From the pleasant music to the choice of floor tiles, retail stores are cleverly designed to do one thing: make you spend money.
A retailer’s store environment is almost never arbitrary. Perhaps nowhere is this more true than at the Apple Store, where every detail is well thought out. The laptop screens are all adjusted precisely to the same exact 70 degree angle—not just for uniformity and aesthetics, but, according to Forbes, to get you to adjust the screen—touch the computer and get engaged with it. Studies have shown that people are more likely to buy products if they touch them. To create an “ownership experience” and more brand loyalty with customers, the Apple Store encourages customers to start using any device as they want in the store, and even the trainers in “One to One” workshops don’t touch the computer, but instead guide you to find your own solutions.

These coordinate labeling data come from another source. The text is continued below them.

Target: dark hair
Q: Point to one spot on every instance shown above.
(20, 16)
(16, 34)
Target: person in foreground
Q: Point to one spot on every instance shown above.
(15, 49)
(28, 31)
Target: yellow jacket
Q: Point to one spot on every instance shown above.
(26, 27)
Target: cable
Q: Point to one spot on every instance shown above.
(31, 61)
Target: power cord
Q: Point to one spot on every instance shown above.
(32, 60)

Other more or less subtle tactics are used by other retailers. Men’s Health lists a bunch of marketing maneuvers and store design choices that are designed to manipulate us. Bloomingdale’s floor tiles are 12 inches square – the size encourages people to walk quicker which prevents the entrances from looking overcrowded, their numerous restaurants send pleasant aromas throughout the store, increasing the amount of time customers shop and making them about 35% more likely to spend money, according to the article. Men’s dressing room doors and ceilings are unusually high to convey a sense of power to guys and make them buy more clothing. An unusual atmosphere with a lot of props in some stores (down to the employee wearing what looks to be a backstage pass) is meant to make you feel like you’re part of a special club.

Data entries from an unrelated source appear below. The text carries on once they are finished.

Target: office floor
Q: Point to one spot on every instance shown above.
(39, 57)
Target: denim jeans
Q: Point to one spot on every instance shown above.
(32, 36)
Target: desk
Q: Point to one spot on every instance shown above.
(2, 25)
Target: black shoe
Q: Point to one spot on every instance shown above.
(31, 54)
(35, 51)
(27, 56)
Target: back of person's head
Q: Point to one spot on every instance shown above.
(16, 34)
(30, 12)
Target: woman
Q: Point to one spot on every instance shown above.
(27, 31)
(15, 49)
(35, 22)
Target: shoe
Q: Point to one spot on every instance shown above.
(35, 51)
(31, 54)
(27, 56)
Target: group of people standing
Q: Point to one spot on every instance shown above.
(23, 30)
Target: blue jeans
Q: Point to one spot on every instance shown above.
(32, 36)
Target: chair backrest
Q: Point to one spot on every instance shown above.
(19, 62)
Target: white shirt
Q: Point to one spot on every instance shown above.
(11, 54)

Sometimes retailers use the “compromise-price effect” to get you to pay more for a better item. They’ll place a relatively expensive item (e.g., a camera) next to one that’s priced out of reach for most people, persuading you to buy the cheaper one—even though it’s still expensive. Or they’ll place a cheap item no one would buy next to the one they want you to buy, according to Smart Money.
Even grocery stores are designed like an obstacle course, with pre-made desserts and chocolate bars blocking your path at every turn and higher-priced items stocked at eye level.
All this has got me thinking how do we encourage people to engage when they arrive at church – is this something we should be doing in our churches or is it a step too far – what do you think?